Former Councilmember Marilyn Praisner will see her name on the Fairland Library and adjacent Fairland Recreation Center after a renaming ceremony Saturday at 11 a.m. The complex, located on Old Columbia Pike in Burtonsville, will be dedicated as the Marilyn J. Praisner Center. Newly sworn in Councilmember Don Praisner, who won a special election to succeed his wife after she passed away in February, will make one of his first public appearances at the event.

IMPACT Silver Spring, which helps to develop and strengthen cross-cultural ties in the Downcounty, will be holding a community picnic for local residents Saturday from 1 to 5 p.m. at the Takoma-Piney Branch Local Park in Takoma Park. Some grilling will take place, but picnickers are encouraged to bring their own food and blankets.

A ground-breaking ceremony for the new Mid-County Community Recreation Center (pictured) will take place Saturday at 1 p.m. The new facility, on Queensguard Road in Layhill, will have 25,000 square feet of recreational and activity space and is expected to open in 2009.

Urging its residents to "break out" of the neighborhood's many new apartment and condo towers, South Silver Spring holds its second-annual Block Party this Sunday from 11 to 5 p.m. The event will feature fifteen live bands, food from nine local restaurants, and over eighty vendor stands along Kennett Street in South Silver Spring.

4 comments:

Thomas Hardman said...

Thanks again for more information and a kindly plug, Dan. You know, you too are certainly welcome to pop in and "make some page". In fact, I'd be honored if you would adapt some of the information in the articles you did on Briggs Chaney into the wiki format.

I've sent out e-mails to most of the candidates in the last election hoping that they might take the time and expend the energy to give us their insight on their own communities.

As a bit of an aside, I was at a multi-agency and semi-informal mini-event at Peppertree Farm a week ago, where the Departments of Recreation and Police had set up some tables and were dispensing handouts and information regarding after-school and summertime activities and programs. And who should show up but Mark Fennel! It seems he lives there in Peppertree Farms, and I'm honestly surprised that he didn't know about the Mid-County Neighborhood Initiative which has been trying to promote public activism against crime in the corridor from Wheaton Central Business District right up to the southern side of Leisure World.
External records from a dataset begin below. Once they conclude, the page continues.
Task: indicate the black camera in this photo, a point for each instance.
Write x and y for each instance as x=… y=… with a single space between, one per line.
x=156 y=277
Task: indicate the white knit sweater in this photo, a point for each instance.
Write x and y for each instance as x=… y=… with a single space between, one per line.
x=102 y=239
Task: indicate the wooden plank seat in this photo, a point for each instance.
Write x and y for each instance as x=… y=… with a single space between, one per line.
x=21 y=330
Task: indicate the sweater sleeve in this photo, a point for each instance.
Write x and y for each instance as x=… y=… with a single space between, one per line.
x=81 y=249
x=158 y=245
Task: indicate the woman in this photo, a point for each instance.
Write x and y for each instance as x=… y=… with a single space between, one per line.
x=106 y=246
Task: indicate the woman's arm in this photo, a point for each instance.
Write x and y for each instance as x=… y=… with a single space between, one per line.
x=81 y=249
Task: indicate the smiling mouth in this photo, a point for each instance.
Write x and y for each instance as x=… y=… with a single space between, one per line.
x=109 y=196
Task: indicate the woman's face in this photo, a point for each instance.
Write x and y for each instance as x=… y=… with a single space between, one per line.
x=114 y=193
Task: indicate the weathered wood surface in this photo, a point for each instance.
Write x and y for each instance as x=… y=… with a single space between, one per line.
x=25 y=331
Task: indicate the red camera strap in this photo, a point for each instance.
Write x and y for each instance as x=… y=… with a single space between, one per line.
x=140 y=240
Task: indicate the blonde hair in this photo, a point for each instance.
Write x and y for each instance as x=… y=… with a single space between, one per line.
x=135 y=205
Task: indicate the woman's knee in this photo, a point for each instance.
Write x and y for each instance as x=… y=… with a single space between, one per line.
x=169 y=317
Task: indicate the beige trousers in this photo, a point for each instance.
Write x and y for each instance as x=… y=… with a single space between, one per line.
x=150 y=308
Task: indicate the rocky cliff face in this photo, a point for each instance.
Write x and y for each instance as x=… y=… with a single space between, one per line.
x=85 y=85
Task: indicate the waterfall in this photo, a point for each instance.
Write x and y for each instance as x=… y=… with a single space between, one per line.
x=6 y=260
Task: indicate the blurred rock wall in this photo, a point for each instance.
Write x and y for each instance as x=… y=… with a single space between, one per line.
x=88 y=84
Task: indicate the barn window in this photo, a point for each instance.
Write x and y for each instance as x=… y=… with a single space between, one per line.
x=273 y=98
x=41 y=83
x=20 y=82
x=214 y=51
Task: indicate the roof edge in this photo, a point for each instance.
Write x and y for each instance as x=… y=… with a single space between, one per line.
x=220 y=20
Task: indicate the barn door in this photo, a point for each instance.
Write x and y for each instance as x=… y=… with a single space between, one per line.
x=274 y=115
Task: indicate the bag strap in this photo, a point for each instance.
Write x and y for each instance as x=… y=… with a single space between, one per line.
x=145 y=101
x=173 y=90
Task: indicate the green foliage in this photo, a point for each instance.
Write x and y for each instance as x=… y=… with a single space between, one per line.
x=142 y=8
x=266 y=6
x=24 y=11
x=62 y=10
Peppertree Farm is one of the hardest-hit places, though the new management seems to be turning it around a bit. His involvement, as a resident, could help that much more.

Sanjay said...

There is no way they are going to get 68,000 riders on a trolley line that serves exiting transit lines and has no parking capacity. If they spent $2billion on new garages, they could bring half a million new riders to Metro. that sounds like a better deal to me

rd said...

Sanjay: It's nice that you think you know more than the planners. Are you also predicting $2 gas?

Thomas Hardman said...

The fact is, nobody is capable of even reacting in a timely manner to the rise in petroleum costs.

How exactly they could be expected to plan for it, I couldn't say, though I suppose with a certain degree of snideness I have to admit that I first saw "Mad Max" about 25 years ago.

Nobody has done any of the things that would have made perfect sense in planning, if they'd had the least concept of Futurism.

For example: Why has Veirs Mill Road never been levelled out? Why are there so many stopsigns and signals at the bottom of hills rather than at the top, forcing people to burn extra fuel rather than coasting and conserving momentum? Why do the ICC and the proposed Montrose Parkway East have no provisions for light-rail or other comparable mass-transit? Why doesn't the Red Line go all of the way to Brookeville and Lake Forest Mall?

Did these people really expect that we'd never run out of oil, or did they expect the Cold War to nuke us all into oblivion long before all of the oil could be used? Tough call. But in the modern day they do at least understand one thing: whether or not we have oil, we will have nuclear electrical power. People will increasingly forced to depend on that, and it's best used as light rail when what you need is to get crowds of people from one part of an urban area to another. The suburbs are pretty much doomed, globally, and failure to recognize that will lead to calamities.